Communiqué

The FCC is Hell-Bent to Regulate the Internet

I promised myself that I would not write about the subject of net neutrality ever again.  But I couldn’t resist commenting on the FCC’s latest quest to impose some government regulations on the Internet.  The FCC’s Chairman Tom Wheeler announced last week that the agency would be putting forth a revised and hopefully fair compromise to make sure the Internet is open and neutral.  The DC Circuit Court of Appeals has already said in two previous attempts to impose net neutrality rule that the FCC does not have the authority to do so.  Nevertheless, the FCC is trying again to insert itself into the regulation of the Internet.

Normally, regulations arise out of problems or abuses.  Many regulations are good, fair and needed.  Many others are not.  I suppose if you are a government regulatory agency you feel as though you are not doing your job unless you are regulating something.   If you are a hammer you perceive every problem or opportunity as a nail, as they say.  This is the case here because the Internet is already fully open and there have been no blatant abuses.  If there were problems other organizations like the Federal Trade Commission (FTC) or the Consumer Protection Agency could take care of it using existing regulations.  We do not need any new ones.
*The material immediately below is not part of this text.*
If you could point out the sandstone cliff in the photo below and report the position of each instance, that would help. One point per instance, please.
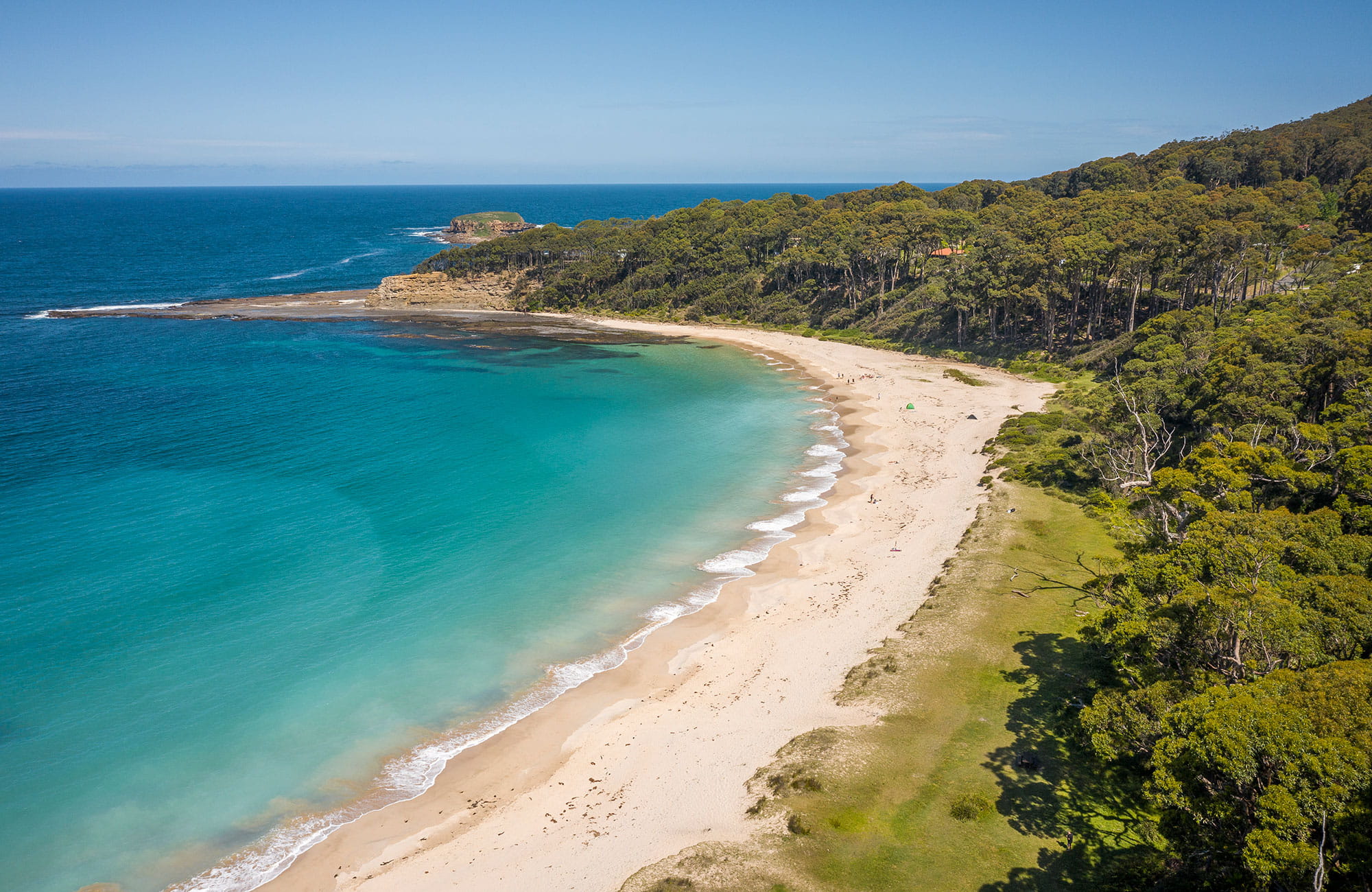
(477, 293)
With Congress and the Federal agencies, not to mention the 50 state legislatures, cranking out thousands of new regulations daily, it is no wonder our freedom has slowly slipped away.  The government will only say it is imposing the regulations for our own good but I am not sure that we actually feel any good outcomes.  We only see the bad outcomes like more taxes, increased complexity, higher costs of doing business, and less freedom of choice or action.  I have to wonder just how much regulation is more for political agenda and special interests than for any real good outcomes for citizens.  In the case of the Internet, what exactly is the problem?  It’s already open.  Or is this whole thing is just a perceived problem?  Is it an effort to attempt to identify and solve future problems?  Or is it just one agency’s obsession to control the Internet?

Anyway, what the FCC is said to be proposing is to allow Internet service providers to charge for extra speed in delivery of video.  It is video from Netflix, Google (YouTube) and others delivering over-the-top (OTT) video that is causing some streaming delays or glitches because of network speeds.  The idea is that content companies would work out deals with the ISPs to pay for preferential treatment in network speed to make customers happy.  The FCC would have the power to decide just what business arrangements are fair and “competitively reasonable.”   Wow!  Is that subjective or what? 

What the outcome of any new regulations will be is anyone’s guess.  Some will be happy others not.  And will consumers actually get hosed with higher broadband rates so that some companies can have an advantage?  With all the complex interactions possible here it is premature to anticipate who the winners will actually be.  Maybe the real beneficiary will just be the FCC who is determined to insert itself into the Internet business and therefore to pick the ultimate winners and losers.

I say leave things alone and let the market decide.  Think of the customer first and try to put aside the political issues and just the idea that everything has to be regulated to work well.  It does not and the unintended consequences tend to be worse than any proposed benefits.  Haven’t we learned that yet?

The FCC will vote on May 15 about the decision to proceed with the new plan.  Then there will be the required sixty day comment period.  A final vote will occur near the end of the year to instate any new regulations.  Really something not to look forward to.  If the FCC doesn’t get its way, heaven help us if they resort to the provision in Title II of the Communications Act of 1934 that allows them to regulate the Internet as it does telecommunications services.  Then let the legal wars begin.